Friday, June 14, 2013

Sociology 1

If missiology is the integration of theology and the social sciences, then I have to admit that my weakest point is the social sciences (although my theology needs to go much deeper as well! I’m a horrible theologian!).  To address this deficiency, I’m going to try to watch some lectures from Ann Swidler at Cal, teaching Sociology 101.  Here are my rough notes for her Lecture 1:

  • The sociological way of thinking about the world does not come easily to most Americans.  We tend to think in terms of our own individual traits.  American “heroes” are not part of a social institution, they are lone rangers.  So how do Americans think about the power of social forces?
  • Sociology is the systematic study of social life.  Sociology attempts to explain the causes and consequences of social phenomenon.

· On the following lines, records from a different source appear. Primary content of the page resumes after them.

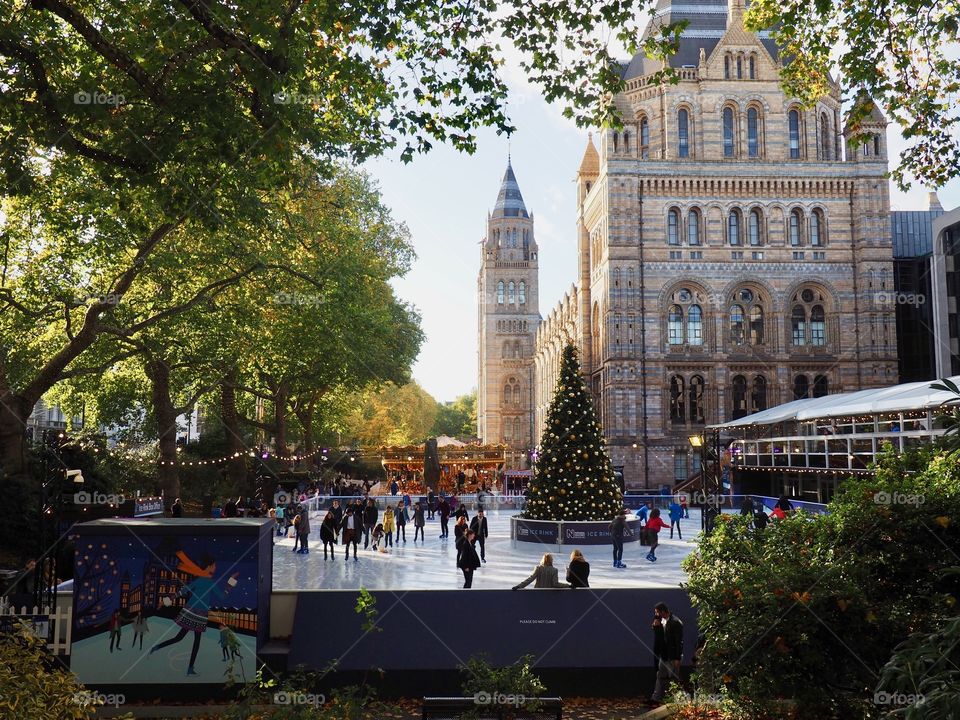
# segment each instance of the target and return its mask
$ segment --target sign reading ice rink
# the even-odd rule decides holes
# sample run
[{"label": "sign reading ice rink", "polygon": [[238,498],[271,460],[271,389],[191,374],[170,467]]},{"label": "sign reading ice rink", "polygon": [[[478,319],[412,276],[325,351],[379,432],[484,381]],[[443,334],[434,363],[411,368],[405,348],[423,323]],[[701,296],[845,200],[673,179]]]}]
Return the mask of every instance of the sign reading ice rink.
[{"label": "sign reading ice rink", "polygon": [[[640,539],[642,521],[638,518],[627,520],[627,533],[624,542],[636,542]],[[510,519],[510,537],[512,540],[545,545],[610,545],[610,523],[605,520],[562,521],[562,520],[526,520]]]}]

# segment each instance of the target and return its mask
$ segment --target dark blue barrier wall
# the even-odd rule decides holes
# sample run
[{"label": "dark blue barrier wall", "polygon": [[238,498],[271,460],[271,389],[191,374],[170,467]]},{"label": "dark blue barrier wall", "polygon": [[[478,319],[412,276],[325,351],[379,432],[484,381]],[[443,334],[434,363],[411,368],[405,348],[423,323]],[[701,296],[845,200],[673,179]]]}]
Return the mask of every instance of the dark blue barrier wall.
[{"label": "dark blue barrier wall", "polygon": [[382,632],[365,632],[357,593],[299,594],[288,667],[448,670],[483,652],[497,665],[531,653],[541,668],[650,667],[653,606],[684,623],[684,664],[696,615],[676,589],[373,592]]}]

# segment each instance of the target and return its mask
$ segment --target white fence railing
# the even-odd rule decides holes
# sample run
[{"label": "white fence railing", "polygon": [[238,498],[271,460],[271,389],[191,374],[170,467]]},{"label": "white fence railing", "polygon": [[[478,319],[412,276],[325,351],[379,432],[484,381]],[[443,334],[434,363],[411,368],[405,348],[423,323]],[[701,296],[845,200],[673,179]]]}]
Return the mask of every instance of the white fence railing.
[{"label": "white fence railing", "polygon": [[57,603],[56,607],[15,607],[7,598],[0,598],[0,627],[7,628],[17,621],[32,628],[33,634],[47,641],[47,649],[55,655],[70,654],[70,634],[73,628],[73,605]]}]

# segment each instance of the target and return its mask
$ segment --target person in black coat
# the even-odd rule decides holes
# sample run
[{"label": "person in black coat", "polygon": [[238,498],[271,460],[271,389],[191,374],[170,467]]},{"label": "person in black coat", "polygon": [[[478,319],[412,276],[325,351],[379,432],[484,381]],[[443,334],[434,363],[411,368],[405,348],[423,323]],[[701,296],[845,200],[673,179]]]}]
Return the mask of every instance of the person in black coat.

  • Emile Durkheim in his classical book “Suicide” gives one of the most brilliant demonstrations of the relationship between individual life and social life ever created. What seems like the most individual act a person can commit (suicide) is actually profoundly social in its causes.  Durkheim studied suicide rates between groups.  Protestants (he found) are less like likely to commit suicide than Catholics and Jews, because Protestantism taught people to rely more on their own judgment, their own conscience, their own reading of the Bible.  Protestants were vulnerable to suicide because they were too reliable on their own judgment.  This is egoistic suicide.  If you have to answer the question, what should I live for, and the answer the question is “me!” and you don’t like yourself, then they answer is not much outside of self matters. 

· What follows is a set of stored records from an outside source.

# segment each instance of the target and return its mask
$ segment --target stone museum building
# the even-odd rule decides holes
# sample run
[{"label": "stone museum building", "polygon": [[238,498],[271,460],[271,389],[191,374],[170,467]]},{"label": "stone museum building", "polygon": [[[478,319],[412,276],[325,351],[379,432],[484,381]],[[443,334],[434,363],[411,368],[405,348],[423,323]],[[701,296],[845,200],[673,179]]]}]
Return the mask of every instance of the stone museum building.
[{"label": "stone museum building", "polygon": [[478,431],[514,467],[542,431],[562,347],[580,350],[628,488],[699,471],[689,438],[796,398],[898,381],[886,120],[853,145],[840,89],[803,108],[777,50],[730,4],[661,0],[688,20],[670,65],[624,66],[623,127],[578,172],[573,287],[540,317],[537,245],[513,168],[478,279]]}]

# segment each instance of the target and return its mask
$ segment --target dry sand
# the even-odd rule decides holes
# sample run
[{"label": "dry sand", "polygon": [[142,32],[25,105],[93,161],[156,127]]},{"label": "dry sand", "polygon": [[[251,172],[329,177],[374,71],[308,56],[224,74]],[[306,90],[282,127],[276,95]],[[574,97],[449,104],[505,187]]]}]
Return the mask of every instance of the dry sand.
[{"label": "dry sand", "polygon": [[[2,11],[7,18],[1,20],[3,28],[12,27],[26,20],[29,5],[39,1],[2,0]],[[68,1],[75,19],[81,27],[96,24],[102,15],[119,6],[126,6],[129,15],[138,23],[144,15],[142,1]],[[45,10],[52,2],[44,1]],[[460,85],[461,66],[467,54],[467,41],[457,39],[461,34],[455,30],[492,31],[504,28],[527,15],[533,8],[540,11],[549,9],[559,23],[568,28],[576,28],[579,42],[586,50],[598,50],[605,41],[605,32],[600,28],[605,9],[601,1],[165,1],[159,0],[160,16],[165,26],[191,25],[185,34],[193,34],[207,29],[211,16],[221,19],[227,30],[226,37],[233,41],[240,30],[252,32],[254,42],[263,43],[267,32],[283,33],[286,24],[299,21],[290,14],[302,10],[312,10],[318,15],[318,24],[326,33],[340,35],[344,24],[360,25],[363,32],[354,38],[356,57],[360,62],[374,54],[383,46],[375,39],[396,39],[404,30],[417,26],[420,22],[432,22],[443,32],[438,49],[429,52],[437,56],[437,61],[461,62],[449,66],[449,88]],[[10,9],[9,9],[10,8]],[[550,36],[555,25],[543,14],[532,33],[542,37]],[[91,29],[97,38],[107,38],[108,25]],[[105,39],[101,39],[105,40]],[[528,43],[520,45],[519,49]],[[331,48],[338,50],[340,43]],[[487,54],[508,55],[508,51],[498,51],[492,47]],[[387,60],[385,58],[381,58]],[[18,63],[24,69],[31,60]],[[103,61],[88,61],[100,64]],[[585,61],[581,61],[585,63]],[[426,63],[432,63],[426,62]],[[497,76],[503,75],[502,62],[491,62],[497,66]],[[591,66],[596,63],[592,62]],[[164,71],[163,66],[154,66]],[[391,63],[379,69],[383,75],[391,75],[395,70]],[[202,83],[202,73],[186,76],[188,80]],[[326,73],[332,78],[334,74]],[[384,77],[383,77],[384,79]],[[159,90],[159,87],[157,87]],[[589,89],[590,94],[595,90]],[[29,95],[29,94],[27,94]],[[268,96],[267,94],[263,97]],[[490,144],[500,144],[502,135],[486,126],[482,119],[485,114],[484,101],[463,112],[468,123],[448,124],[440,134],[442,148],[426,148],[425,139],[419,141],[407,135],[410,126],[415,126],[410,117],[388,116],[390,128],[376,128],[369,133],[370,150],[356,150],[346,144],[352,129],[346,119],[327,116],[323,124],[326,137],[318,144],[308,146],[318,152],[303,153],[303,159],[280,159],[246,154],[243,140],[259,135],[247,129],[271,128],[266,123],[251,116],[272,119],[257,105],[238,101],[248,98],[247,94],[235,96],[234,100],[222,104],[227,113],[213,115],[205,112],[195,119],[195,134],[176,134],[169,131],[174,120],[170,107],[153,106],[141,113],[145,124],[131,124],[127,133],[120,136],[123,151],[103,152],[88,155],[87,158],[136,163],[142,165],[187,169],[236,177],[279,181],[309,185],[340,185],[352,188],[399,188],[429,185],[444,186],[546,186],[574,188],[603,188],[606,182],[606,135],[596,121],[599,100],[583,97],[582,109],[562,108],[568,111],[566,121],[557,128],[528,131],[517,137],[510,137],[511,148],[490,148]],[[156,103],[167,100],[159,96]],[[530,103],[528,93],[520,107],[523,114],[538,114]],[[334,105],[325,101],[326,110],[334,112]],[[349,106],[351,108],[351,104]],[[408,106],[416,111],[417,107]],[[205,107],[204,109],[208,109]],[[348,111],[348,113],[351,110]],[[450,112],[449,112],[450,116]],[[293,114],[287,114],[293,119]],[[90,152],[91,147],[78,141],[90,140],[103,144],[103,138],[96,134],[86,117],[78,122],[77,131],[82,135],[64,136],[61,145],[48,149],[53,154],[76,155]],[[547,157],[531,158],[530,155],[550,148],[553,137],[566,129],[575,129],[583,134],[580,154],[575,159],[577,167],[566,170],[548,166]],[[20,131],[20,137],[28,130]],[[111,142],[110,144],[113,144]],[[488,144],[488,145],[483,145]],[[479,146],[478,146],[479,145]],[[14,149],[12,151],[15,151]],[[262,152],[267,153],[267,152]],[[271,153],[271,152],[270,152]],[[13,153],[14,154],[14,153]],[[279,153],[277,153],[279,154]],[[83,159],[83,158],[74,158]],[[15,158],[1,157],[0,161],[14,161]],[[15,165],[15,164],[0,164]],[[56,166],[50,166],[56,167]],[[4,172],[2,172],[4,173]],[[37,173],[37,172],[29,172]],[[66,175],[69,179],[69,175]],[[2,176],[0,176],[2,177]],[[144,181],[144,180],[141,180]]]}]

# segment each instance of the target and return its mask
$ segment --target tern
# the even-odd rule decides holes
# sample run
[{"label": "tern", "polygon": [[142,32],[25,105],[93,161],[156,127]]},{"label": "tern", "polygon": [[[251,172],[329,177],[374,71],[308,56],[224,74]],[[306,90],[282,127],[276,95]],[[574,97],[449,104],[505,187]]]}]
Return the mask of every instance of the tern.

  • On the other side of the question, is anomic suicide which is a loss of rules or regulation.  Catholics and Jews had strong authoritarian communities.  Anomie is the breakdown of social ties, or normlessness.  This tends to exists in periods where there is a rapid social change.  Suicide increased rapidly with modernity (economic advance or depression).  You no longer know what the rules are.  The suicide of frustration.  When you don’t know what the rules are, you are in danger of making a lot more mistakes.  Durkheim says, you don’t live in the “objective” truth, you live in the “social” truth.  [He has a point, although monotheists should always be ontological realists.  All meaning is relational.]  You live in the social world that defines what is an appropriate aspiration.  Social worlds create our limits and regulate our aspirations and tell us when we have done enough.  So anomic suicide happens when others don’t know what their limits are.
  • An institution is a pattern of expected action of individuals or groups enforced by social sanctions (rewards and punishments). Family, education, law, economy, gov’t, etc.  What it means to be a person is anchored in your connection to an institution.  Institution is something that is lasting.  Even a widow is part of the institution of marriage.  Because there are rules and punishments, they tend to help you know what to do with yourself, and they provide a sense of identity.